I want to provide a blankt (or blanket-like?) implementation to enable
usage of for loops based on iter()/iter_mut() for a trait I
defined that consumes a type parameter T. For the sake of
example, I demand those functions in a trait called
MyCollectionLikeTrait<T>, and implement them for MyStruct<T>.

From what I understand, I have to implement IntoIterator for
&MyStruct<T> and &mut MyStruct<T>, and from there refer to the
iter()/iter_mut() implementations.

I feel like rustc pushes me to type that out for every implementation
of MyCollectionLikeTrait<T>. This seems like boilerplate. So, hence
my question:

Is there a way to generalize the implementation of IntoIterator for
&MyStruct into a blanket implementation associated to the trait?
I.e. sth. like impl<U: MyCollectionLikeTrait<T>> IntoIterator for &U {...}?

This is the snippet I am trying to generalize, i.e. remove any mention of MyStruct:
(Rust Playground for context)

impl<'a, T> IntoIterator for &'a MyStruct<T> {
    type Item = &'a T;
    type IntoIter = slice::Iter<'a, T>;

    fn into_iter(self) -> Self::IntoIter {
        self.iter()
    }
}

impl<'a, T> IntoIterator for &'a mut MyStruct<T> {
    type Item = &'a mut T;
    type IntoIter = slice::IterMut<'a, T>;

    fn into_iter(self) -> Self::IntoIter {
        self.iter_mut()
    }
}

Thanks!

No, such a blanket implementation is not possible.

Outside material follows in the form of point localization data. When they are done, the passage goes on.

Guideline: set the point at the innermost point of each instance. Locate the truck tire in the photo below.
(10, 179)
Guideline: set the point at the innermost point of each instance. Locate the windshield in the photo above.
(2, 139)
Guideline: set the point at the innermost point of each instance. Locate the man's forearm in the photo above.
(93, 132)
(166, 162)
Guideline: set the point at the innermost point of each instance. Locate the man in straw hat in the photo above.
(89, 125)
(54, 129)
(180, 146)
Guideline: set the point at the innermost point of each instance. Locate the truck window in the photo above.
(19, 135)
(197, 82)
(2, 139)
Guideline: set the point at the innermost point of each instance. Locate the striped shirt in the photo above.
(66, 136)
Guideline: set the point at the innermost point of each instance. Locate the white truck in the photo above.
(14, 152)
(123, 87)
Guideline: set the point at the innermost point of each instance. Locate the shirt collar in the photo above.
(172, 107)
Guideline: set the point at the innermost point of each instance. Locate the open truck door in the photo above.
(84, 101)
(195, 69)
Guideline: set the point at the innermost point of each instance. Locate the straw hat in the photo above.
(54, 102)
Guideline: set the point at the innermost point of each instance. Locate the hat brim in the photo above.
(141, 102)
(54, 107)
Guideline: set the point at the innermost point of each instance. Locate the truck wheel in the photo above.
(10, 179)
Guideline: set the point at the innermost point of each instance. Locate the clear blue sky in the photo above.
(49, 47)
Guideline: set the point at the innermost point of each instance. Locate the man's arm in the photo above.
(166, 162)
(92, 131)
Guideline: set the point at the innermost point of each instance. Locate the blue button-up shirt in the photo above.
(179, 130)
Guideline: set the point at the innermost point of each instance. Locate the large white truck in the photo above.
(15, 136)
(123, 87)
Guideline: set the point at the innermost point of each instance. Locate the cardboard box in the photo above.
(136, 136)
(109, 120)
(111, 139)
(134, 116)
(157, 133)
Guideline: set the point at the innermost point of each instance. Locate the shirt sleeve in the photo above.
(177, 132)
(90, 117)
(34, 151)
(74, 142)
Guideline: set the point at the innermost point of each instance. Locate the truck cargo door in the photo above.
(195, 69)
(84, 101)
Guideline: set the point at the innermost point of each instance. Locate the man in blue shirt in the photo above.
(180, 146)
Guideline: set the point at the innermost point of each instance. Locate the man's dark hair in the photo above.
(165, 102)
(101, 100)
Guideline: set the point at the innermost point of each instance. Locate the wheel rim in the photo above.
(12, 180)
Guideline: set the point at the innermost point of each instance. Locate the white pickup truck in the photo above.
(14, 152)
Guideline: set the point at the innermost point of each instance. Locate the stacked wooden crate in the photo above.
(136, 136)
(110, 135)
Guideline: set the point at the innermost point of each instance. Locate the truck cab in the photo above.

If a downstream crate implements MyCollectionLikeTrait for its own type, then your crate would hold an impl of IntoIterator for that downstream type, but you own neither the trait nor the type, so the impl is not allowed by the orphan rules.

You can add where bounds that require that the appropriate IntoIterator implementations exist:

pub trait MyCollectionLikeTrait<T>
where
    Self: iter::IntoIterator,
    for<'a> &'a Self: iter::IntoIterator,
    for<'a> &'a mut Self: iter::IntoIterator,
{
    fn iter(&self) -> slice::Iter<T>;
    fn iter_mut(&mut self) -> slice::IterMut<T>;
}

but each struct still has to provide all three implementations.

2 Likes

That makes thanks to me, thanks!